This past New Year’s Eve, my fiancee and I visited Vienna, a city famous for music that has special significance for us, since we met at a Viennese waltz lesson in, of all places, the French Embassy here in Washington. We’ve been to Vienna several times where we attended several different formal balls, held inside the beautifully ornate Hofburg Palace or Rathaus (City Hall). With a full orchestra playing Strauss waltzes, and a few thousand guests, these events have a magical quality unlike anywhere else. This time we came across the Museum of Natural History in Vienna.

The museum opened in 1889 and has about 30 million items, including the fascinating Venus of Willendorf, a tiny, exaggerated stone carving more than 25,000 years old — one of the oldest representations of the human form ever found. Among other items, the Museum of Natural History has, by its own claim, “the world’s largest and oldest meteorite collection on display,” with nearly 1,100 items. The collection was started in 1778 and, following renovations, the meteorite hall recently reopened on Nov. 13, just a month or so before we arrived.

The undisputed star of the collection is “a spectacular new addition” — the Tissint meteorite, or, more particularly, one of the largest intact fragments of the Tissint meteorite, weighing just under a kilogram. Tissint is from Mars.

The Tissint meteorite, named for a nearby village closest to the impact site in Morocco, was observed to fall at 2 a.m. on July 18, 2011. Tissint is only the fifth martian meteorite to have been witnessed, the last in 1962 in Nigeria. Through an involved set of transactions, it arrived at the Museum of Natural History in 2012. On June 26, 2012, the Austrian Times reported that the museum spent nearly “half a million to acquire a rare Martian meteorite from a private collector.”

There was a line of visitors at the main entrance to the museum when we visited one Saturday afternoon. There was another line of people in front of a small glass case in one corner of the meteorite hall containing no less than six martian meteorites, including the largest one — Tissint. The subtlety was stunning.

Unless one was focused on the shiny black fusion crust and internal sparkly features, formed by the collision that ejected the sample from the martian surface 700,000 years ago, one might find this small rock unremarkable. It’s about the size of a baseball and otherwise dull gray where the crust is broken. But black glass inside the rock was formed when surrounding rock and minerals melted during a high shock event. The black glass contains elements not found in surrounding rock, including an isotope of nitrogen, a signature characteristic of the martian atmosphere.
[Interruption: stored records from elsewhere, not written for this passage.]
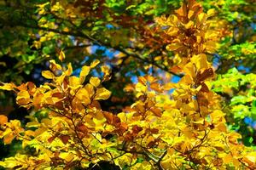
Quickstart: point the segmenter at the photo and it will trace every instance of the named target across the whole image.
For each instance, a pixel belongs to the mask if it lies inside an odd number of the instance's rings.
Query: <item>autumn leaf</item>
[[[0,115],[0,125],[4,125],[8,122],[8,118],[4,115]]]
[[[50,71],[43,71],[42,76],[47,79],[53,79],[55,76]]]
[[[64,54],[64,52],[61,50],[61,53],[60,53],[60,54],[59,54],[59,60],[60,60],[61,61],[63,61],[65,58],[66,58],[65,54]]]
[[[96,89],[95,99],[108,99],[111,95],[111,92],[105,88],[100,88]]]

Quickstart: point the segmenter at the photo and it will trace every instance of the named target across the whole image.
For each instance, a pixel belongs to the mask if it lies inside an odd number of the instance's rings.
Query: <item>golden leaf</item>
[[[0,89],[2,90],[14,90],[16,86],[14,83],[3,83],[0,82]]]
[[[90,77],[90,83],[94,87],[98,87],[100,85],[101,80],[98,77]]]
[[[99,63],[100,63],[100,60],[95,60],[92,63],[90,63],[90,68],[94,68],[94,67],[96,67]]]
[[[4,115],[0,115],[0,125],[4,125],[8,122],[8,118]]]
[[[87,75],[89,74],[90,70],[90,66],[87,65],[84,65],[82,67],[81,72],[80,72],[80,76],[79,76],[79,80],[80,80],[80,84],[84,83],[85,77],[87,76]]]
[[[47,79],[53,79],[55,76],[50,71],[43,71],[42,76]]]
[[[97,88],[95,99],[108,99],[111,95],[111,92],[105,88]]]
[[[65,59],[65,54],[64,54],[64,52],[61,50],[61,53],[60,53],[60,54],[59,54],[59,60],[60,60],[61,61],[63,61],[64,59]]]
We know this from measurements made on the martian surface by robotic landers.

At the Museum of Natural History, people were lined up to take pictures of Tissint and read the materials explaining its significance. For a long time, flashes were going off every few seconds. Not only that, the museum gift shop was selling tiny pieces of the meteorite, and they weren’t cheap. This was a non-human rock star of the most famous kind.

What explains this incongruity in the dead of winter, in a city famous for music and culture, and why would this museum spend a small fortune to create this exhibit? The answer says a lot about our space program and a lot about our choice for exploration.

The answer is Tissint is culture. It’s not just science.

The public is fascinated with Mars. The museum knew this would be a huge draw, and it is. And this view is not unique to Vienna, it’s worldwide. On Oct. 14 in New York, when the two largest pieces of Tissint were sold at auction, the largest piece, weighing about 1.2 kilograms, was obtained by the Natural History Museum of London, which has more than 1,900 meteorites in its collection.

As with the Museum of Natural History in Vienna, the acquisition was made possible through support from an anonymous private donor, who said, “Man may not set foot on Mars in the near future, but Mars has come to us.” As explained in the journal Science, a fluid, probably water, weathered the original rock that later became Tissint.

The implications of ancient water on Mars, and potential habitability, are not lost on the public. The public wants to know more about life — life on Mars, life on Earth, and the potential for life elsewhere. It’s why we went to the museum. As the Curiosity Mars rover examines surface clues in situ, and small visitors from Mars land fortuitously here on Earth, the public supports these investigations in a big way.

As our space program decides upon exploration goals, both for robots and humans, it should look for reference to those things the public wants to support. A space program based fundamentally on public interest and public support is the most logical and sustainable. More than 700 meteorites have been found in Morocco, but only one put Tissint on the map. The obvious choice for near-term exploration is Mars. Let’s get going.

 

David S. Schuman lives in Greenbelt, Md. The views expressed herein are solely those of the author and do not necessarily reflect those of his employer or any other organization.